Belief and faith and change intrigue me. Willard compares deep change to language learning, which I really like. He also sees profound conversion in the Twelve Steps of Alcoholics Anonymous (which he contrasts with the church generally, saying “how utterly superficial the consumer Christianity of our day is” in comparison to AA). Likewise, Philip Yancey, an editor of Christianity Today, says:
In earlier times, some theologians wrote “natural theologies” by first explicating the wonders of nature and then gradually moving toward theism, revelation, and Christian doctrine. If I were writing a natural theology today, I think I would start with recovering alcoholics.
Yancey gets at what’s going on in the body, in the heart and head here. So now I’m just going to end with another conversion story. No not mine. Not C.S. Lewis’s or Joy Davidman’s or anyone else who I may have already mentioned at this blog, at this particular blog of mine, Mind Your Language.
Rather, I’m going to end with the autobiography of Anne Lamott. Let me warn you of the language already. Hers is a rough background, with language to match it. So stop reading now if you don’t like people who don’t mind their language. For the rest of you, please notice the body, the lack of belief barcodes and faith formulas. There’s another version of her story with Anne Lamott’s same words all over it; it’s fleshed out better there, if you ask me, in her book called Travelling Mercies: Some Thoughts on Faith. But the following will do for now, from her diary essay for Salon. Again, the only formula, perhaps, is the storytelling. The rest is a coming to belief:
I did not mean to be a Christian. I have been very clear about that. My first words upon encountering the presence of Jesus for the first time 12 years ago, were, I swear to God, “I would rather die.” I really would have rather died at that point than to have my wonderful brilliant left-wing non-believer friends know that I had begun to love Jesus. I think they would have been less appalled if I had developed a close personal friendship with Strom Thurmond. At least there is some reason to believe that Strom Thurmond is a real person. You know, more or less.

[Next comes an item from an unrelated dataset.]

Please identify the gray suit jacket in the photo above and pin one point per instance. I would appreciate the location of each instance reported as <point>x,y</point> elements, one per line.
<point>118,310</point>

But I never felt like I had much choice with Jesus; he was relentless. I didn’t experience him so much as the hound of heaven, as the old description has it, as the alley cat of heaven, who seemed to believe that if it just keeps showing up , mewling outside your door, you’d eventually open up and give him a bowl of milk. Of course, as soon as you do, you are fucked, and the next thing you know, he’s sleeping on your bed every night, and stepping on your chest at dawn to play a little push-push.
I resisted as long as I could, like Sam-I-Am in “Green Eggs and Ham” — I would not, could not in a boat! I could not would not with a goat! I do not want to follow Jesus, I just want expensive cheeses. Or something. Anyway, he wore me out. He won.
I was tired and vulnerable and he won. I let him in. This is what I said at the moment of my conversion: I said, “Fuck it. Come in. I quit.” He started sleeping on my bed that night. It was not so bad. It was even pretty nice. He loved me, he didn’t shed or need to have his claws trimmed, and he never needed a flea dip. I mean, what a savior, right? Then, when I was dozing, tiny kitten that I was, he picked me up like a mother cat, by the scruff of my neck, and deposited me in a little church across from the flea market in Marin’s black ghetto. That’s where I was when I came to. And then I came to believe.